With red meat being in the spotlight recently, experts fear that the nutritional benefits of eating small portions of beef, lamb and pork have been overshadowed by misleading negative views. In reality, red meat can provide a range of important nutrients that are often low in toddlers and children – including iron, zinc, and B vitamins, selenium and potassium.

So, happy that my children are eating a varied diet of food groups, with plenty of vegetables and fruit, I'm free to concentrate on introducing lots of flavour and variety to our meal times.


That's why this Mexican fajita meal ticks so many boxes. There's plenty of choice for everyone in the family, Lily likes the rice and tortilla wraps, Ollie prefers the salsa, guacamole and potato wedges, I like tons of spiced onions and peppers and the lightly marinaded rump steak goes down well with everybody - especially Daddy.

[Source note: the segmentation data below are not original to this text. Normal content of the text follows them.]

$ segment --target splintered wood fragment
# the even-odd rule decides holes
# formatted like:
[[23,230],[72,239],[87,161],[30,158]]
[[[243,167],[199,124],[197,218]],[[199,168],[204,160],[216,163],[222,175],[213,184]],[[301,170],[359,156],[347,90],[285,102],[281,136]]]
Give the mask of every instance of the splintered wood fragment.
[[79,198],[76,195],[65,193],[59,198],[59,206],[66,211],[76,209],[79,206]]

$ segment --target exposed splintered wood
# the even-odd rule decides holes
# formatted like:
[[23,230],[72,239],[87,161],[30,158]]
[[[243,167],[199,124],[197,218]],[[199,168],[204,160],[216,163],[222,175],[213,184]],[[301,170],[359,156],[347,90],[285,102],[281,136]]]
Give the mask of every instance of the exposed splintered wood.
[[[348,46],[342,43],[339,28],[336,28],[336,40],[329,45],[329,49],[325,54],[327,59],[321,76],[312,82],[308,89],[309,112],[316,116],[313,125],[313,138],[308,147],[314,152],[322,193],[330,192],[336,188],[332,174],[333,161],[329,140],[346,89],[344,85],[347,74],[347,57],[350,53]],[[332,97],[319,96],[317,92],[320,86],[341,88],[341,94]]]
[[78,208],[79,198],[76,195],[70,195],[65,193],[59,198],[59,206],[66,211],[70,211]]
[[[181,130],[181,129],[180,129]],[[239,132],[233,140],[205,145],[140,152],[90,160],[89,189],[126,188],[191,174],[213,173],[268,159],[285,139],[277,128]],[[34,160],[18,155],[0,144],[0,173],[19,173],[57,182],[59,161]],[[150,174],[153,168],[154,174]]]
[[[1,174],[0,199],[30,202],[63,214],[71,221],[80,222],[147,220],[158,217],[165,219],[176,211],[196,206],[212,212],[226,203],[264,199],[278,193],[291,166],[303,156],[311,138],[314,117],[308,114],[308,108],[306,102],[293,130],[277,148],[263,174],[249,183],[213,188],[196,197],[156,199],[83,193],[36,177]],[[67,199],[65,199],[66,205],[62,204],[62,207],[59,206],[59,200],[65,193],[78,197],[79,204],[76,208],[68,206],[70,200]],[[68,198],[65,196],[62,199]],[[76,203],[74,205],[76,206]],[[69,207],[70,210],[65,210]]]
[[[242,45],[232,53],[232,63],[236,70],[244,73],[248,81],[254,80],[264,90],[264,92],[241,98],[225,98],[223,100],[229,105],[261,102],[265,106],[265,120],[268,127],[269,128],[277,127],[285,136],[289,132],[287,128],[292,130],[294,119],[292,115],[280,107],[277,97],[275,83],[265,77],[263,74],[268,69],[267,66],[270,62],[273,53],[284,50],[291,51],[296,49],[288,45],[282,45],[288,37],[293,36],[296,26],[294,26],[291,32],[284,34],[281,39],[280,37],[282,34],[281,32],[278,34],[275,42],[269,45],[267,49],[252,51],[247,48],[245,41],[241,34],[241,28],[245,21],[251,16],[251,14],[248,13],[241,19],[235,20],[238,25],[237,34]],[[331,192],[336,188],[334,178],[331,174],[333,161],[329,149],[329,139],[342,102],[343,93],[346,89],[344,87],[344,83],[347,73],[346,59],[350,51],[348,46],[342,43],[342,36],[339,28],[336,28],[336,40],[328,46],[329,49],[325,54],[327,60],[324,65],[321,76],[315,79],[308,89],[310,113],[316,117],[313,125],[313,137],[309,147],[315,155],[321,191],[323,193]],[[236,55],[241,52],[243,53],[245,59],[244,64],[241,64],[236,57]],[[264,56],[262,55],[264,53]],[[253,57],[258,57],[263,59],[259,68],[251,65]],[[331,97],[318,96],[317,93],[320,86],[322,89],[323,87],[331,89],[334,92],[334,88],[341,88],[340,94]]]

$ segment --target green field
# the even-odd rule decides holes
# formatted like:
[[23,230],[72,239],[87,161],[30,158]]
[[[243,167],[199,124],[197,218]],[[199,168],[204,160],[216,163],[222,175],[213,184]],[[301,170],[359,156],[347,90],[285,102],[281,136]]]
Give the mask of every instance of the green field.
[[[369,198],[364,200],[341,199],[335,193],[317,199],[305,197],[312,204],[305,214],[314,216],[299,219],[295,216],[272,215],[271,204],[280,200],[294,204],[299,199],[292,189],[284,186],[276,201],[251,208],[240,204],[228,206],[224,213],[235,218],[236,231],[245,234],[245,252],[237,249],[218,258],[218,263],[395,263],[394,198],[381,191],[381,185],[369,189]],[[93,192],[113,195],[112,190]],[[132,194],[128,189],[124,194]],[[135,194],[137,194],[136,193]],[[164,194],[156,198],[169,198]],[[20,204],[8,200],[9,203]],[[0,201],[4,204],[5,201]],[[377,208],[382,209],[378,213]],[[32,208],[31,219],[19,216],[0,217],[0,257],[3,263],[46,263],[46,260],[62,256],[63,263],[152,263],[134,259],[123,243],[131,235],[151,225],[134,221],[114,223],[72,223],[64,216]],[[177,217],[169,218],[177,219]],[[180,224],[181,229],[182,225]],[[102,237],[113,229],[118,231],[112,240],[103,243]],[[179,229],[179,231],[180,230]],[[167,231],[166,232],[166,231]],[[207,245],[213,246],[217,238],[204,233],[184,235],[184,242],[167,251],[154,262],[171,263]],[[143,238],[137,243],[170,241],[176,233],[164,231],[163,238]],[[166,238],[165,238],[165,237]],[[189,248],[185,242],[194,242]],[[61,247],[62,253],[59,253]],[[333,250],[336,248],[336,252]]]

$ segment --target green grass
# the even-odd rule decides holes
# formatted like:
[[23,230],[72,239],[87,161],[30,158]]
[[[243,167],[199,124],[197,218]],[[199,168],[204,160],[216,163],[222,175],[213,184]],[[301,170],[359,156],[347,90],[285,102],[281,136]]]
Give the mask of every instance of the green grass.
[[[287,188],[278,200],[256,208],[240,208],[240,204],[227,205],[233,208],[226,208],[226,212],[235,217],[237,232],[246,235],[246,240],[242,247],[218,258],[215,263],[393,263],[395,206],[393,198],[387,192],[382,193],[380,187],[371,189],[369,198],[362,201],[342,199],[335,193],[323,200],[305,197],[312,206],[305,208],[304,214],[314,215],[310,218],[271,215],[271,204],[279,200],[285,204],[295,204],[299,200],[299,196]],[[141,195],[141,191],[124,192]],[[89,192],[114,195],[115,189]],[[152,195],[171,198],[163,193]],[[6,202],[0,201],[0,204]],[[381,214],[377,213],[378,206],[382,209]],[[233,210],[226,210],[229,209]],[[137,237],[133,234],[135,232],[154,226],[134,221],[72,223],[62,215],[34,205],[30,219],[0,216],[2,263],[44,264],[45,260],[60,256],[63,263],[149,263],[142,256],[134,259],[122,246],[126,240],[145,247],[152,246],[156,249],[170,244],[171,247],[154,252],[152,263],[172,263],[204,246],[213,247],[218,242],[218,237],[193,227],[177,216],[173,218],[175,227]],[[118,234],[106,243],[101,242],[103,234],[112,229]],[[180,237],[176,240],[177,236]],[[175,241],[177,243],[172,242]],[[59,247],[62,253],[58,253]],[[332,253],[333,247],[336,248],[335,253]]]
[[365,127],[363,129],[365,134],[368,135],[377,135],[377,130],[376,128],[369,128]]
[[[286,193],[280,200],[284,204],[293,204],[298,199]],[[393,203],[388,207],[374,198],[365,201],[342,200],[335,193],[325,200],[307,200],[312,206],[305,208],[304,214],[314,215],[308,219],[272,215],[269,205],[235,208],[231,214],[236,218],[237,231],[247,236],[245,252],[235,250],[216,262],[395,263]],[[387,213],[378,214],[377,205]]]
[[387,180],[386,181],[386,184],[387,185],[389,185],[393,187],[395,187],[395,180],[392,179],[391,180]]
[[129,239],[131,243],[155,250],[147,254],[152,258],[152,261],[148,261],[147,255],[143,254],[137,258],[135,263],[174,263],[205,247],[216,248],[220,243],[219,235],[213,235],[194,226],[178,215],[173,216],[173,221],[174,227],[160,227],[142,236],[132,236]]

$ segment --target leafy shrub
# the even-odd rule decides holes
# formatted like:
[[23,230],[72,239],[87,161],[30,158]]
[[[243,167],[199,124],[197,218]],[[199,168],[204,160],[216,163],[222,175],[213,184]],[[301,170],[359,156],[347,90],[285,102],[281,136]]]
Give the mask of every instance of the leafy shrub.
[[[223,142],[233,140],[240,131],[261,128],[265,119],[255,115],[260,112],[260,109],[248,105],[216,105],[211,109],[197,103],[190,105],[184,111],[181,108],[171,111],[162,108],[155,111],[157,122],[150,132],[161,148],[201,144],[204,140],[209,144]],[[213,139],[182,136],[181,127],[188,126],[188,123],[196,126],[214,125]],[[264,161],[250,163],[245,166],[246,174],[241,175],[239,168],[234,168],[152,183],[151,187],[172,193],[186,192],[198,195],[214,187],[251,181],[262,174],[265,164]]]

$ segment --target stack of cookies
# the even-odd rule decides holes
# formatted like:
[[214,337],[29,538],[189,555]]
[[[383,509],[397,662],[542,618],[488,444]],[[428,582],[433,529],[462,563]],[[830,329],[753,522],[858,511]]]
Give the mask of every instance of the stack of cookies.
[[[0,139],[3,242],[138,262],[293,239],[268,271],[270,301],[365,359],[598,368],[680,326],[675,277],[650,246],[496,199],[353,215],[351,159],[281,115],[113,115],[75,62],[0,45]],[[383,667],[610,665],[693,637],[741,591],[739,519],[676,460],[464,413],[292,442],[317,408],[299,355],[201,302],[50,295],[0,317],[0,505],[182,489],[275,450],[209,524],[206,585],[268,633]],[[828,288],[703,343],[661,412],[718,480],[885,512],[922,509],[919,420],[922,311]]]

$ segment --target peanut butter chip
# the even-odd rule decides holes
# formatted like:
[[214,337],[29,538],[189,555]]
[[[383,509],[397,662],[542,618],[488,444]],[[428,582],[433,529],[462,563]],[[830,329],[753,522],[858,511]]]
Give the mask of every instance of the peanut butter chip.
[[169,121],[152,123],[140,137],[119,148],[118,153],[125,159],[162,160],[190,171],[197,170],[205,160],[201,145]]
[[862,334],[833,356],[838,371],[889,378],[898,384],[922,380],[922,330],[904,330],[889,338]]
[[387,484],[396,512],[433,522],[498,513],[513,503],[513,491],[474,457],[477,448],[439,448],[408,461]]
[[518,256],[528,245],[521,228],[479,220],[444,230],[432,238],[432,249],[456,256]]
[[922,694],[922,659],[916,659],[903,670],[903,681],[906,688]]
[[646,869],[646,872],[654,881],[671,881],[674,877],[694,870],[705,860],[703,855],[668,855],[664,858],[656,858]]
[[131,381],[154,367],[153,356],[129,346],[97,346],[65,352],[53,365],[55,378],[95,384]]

It's quick, it's easy and both children love helping me to make the guacamole and prepare the sides.


For the steak fajitas:
- One large rump steak
- 2 onions
- 3 bell peppers (one red, one green and one orange)
- 1/2 pack Seasoning Mix for Fajitas (we use Old El Paso Smoky BBQ or Schwartz)
- olive oil
- tortillas

For the guacamole:
- One ripe avocado
- Sour cream
- Handful of fresh coriander

Optional sides:
- Mild salsa
- Mexican-style rice
- Grated cheddar cheese
- refried beans


Method

- Lightly score the steak with a sharp knife
- Sprinkle both side of the steaks generously with the fajita seasoning, pressing it gently into the flesh and rubbing it with a small amount of olive oil
- Cover the steak with cling film and put in the fridge for 30-60 minutes to marinate
- Prepare the guacamole by mashing the flesh of one ripe avocado with two large tablespoons of sour cream and a small handful of finely chopped coriander
- Heat a large frying or griddle pan over a very high heat. Cook the steak in the hot pan for 3-5 minutes on each side, until cooked to your liking
- Transfer the steak to a warmed plate and leave to rest for 10 minutes 
- Add the sliced onion and peppers to the hot pan and cook for 5-7 minutes until tender, you can add further fajita spice to the cooking vegetables if you wish
- Warm the tortillas gently in the microwave (or according to packet instructions)
- Slice the steak into thin strips and serve by resting on top of the cooked onions and peppers


Let everyone help themselves to what they fancy at the table. For sides, you can serve with rice or some spiced potato wedges like we did, a fresh side salad or some nachos.

I hope you enjoy this recipe as much as we do!



This post is an entry for the BritMums #HealthyRedMeat Challenge, sponsored by the Meat Advisory Panel.